Deflagrara um incêndio na encosta em frente; e as chamas ameaçavam espalhar-se pela floresta, incensando já a atmosfera com um fumo que ali chegava muito ténue. – Não seria melhor regressarmos? – Perguntou a mulher em tom inquieto, mas sem deixar de lhe esfregar os seios pelo peito – Isto pode tornar-se perigoso.

- Não! – Sossegou-a ele – Estamos a favor do vento e as chamas correm em direcção ao rio; não temos que nos preocupar. Levanta-te um pouco. – Saindo de baixo dela, sentou-se na borda do tanque e encostado à parede de rocha, fê-la sentar-se de costas sobre si segurando-a bem por debaixo dos joelhos. – Mete-o!

Enquanto era erguida de pernas escancaradas, ela segurou-se-lhe ao pescoço com o braço direito e conduzindo o falo para dentro de si com a mão esquerda, recostou-se para trás de olhos semi-cerrados e narinas dilatadas e frementes.

Ele levantava-a tornando a baixar repetidamente; fazendo-a deslizar pelo seu peito molhado e sentindo-lhe o sexo húmido, que o sugava vibrante como uma planta carnívora. – Deixa-me ver a tua cara. – Pediu-lhe, sentindo que já não tinha muito tempo; aproveitando para lhe levantar uma perna e a fazer girar sobre si sem se desenfiar – Quero que te soltes… que te venhas para mim.

Soltando um “sim” quase inaudível ela apoiou bem as mãos nos ombros dele, dando início a uma série de movimentos bruscos que ecoavam em redor deles ampliados pela parede de pedra. Sentiu que ele lhe colocava os dedos por detrás na vulva, e os tentava introduzir aumentando a pressão do pénis contra as paredes de carne que o sujeitavam.

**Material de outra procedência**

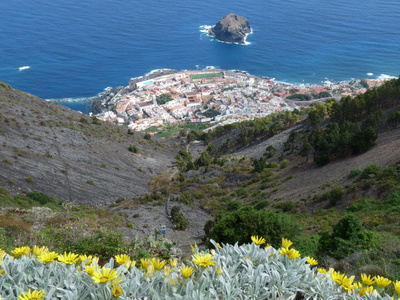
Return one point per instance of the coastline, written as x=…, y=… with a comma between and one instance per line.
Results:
x=92, y=103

Pressentindo os espasmos que começavam a percorrê-la, o homem retirou uma das mãos e enlaçou-a pela cintura chupando-lhe os seios violentamente, deixando marcas rosadas por onde passava a sua boca.

Os gemidos abafados que já há algum tempo se ouviam, foram-se transformando em gritos agudos e entrecortados que ela deixara de reprimir; ecoando pela montanha como o lamento de uma “banshee”.

Sacudida por estremeções incontroláveis deixou-se cair para trás com um último grito agudo e prolongado, arrastando-o consigo para dentro do tanque onde ficaram abraçados, estremecendo ao ritmo dos soluços que não paravam de a assolar.

Passando a mão molhada pelos olhos, ela disfarçou algumas lágrimas que tinham brotado no entusiasmo da paixão. – Céus! – Suspirou exausta – Há muito que não tinha um orgasmo tão intenso.

Ele sorriu apenas com os cantos dos olhos e ficou uns momentos a olhá-la silenciosamente, após o que acabou por dizer – Lembras-te de me teres dito que eu quando me vinha te fazia lembrar Cocas o Sapo? Bem… Acho que estou vingado.

- És mesmo um canalha. Não sei como me fui apaixonar por ti. – Disse ela sorrindo e abraçando-se-lhe ao pescoço para o arrastar para debaixo de água.